Be sure the fence is TIGHT especially on the BOTTOM. Luckily I was sitting out side and was watching but Sneeker was laying down right up against the fence ( that part was pretty loose ) looked away for just I few minutes and when I looked again there was Sneeker standing on the other side ( Peanut and my stallion were in that side )Holly had not even noticed he was not on her side of the fence yet and luckily the other 2 horses had their head burried in their hay and hadnt noticed either. I really have no way of knowing what would have happened. If I had my electric fence on at the time he wouldnt have been so close to the fence in the first place. Looking more closely after the fact...there are parts on my fence where the fence Has curled up on the bottom...another place to get a hoof caught ...even for the bigger horses ( even more so with bigger horses w/bigger feet ). Guess I need to tighten some fences today...need to keep foal with Momma so no one panics


----------



## Eagle

Thanks for adding this Heidi, many people don't realise that the fencing they have won't be suitable for a new foal so this post is very important.


----------



## targetsmom

LOL, we just spent Tuesday afternoon re-foal-proofing our fencing! We originally fenced for a big horse, with lovely 3 "rail" flexible vinyl on one side, with 2X4" non-climb wire on the other sides (to keep dogs and animals out). Last year we put deer netting along the vinyl but it didn't work out that well, as babies would find the holes and escape - even Clyde!!! Mom's and babies tend to get pretty upset when that happens.. So this week we added 2X4" non-climb to the inside of the vinyl. From a distance you can't really see it, so it still has the lovely look of the 3 white "rails".

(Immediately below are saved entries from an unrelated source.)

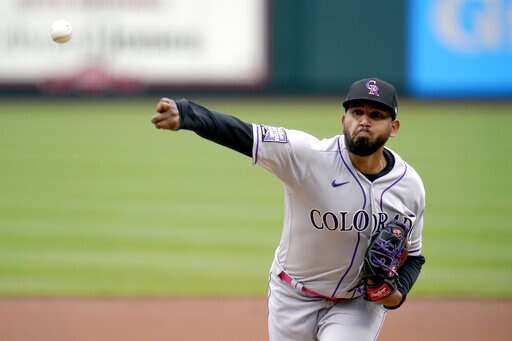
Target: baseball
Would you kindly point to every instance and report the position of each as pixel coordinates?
(61, 31)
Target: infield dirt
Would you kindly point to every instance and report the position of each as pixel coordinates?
(229, 319)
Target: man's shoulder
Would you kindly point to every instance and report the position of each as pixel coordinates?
(301, 139)
(409, 172)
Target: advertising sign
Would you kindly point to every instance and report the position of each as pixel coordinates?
(460, 48)
(120, 44)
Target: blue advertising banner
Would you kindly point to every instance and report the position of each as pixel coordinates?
(460, 48)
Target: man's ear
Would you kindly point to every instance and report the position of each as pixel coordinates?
(395, 125)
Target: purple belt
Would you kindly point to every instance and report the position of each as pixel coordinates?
(296, 284)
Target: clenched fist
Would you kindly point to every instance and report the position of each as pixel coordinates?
(168, 116)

BTW, deer netting DOES work pretty well if you get the heavier netting and attach it well. It seems to be very safe as even little hooves can't fit through it.


----------



## Eagle

Sounds perfect Mary but of course we will need a few pics to be sure


----------



## targetsmom

LOL Renee - I downloaded all the photos of Luna and Jake today but the ones of the fence are still on the camera!!! I expect there will be more photos taken tomorrow so another chance to download.

ETA: I found one that just happens to have Jake in it (and Mira on the other side):


----------



## targetsmom

Jake was so stand-offish for the first day that we wondered if somehow the foals got switched internally because Dancer is so friendly while Toffee has issues, and the foals were the exact opposite. But Jake came around VERY quickly, as you can see.

Anyway, back to the fence: From a distance you don't even notice the wire mesh but it is there, going all the way to the ground, to keep the little ones inside. And Mira outside... she has been known to squeeze through too, if the grass looks greener on the other side!


----------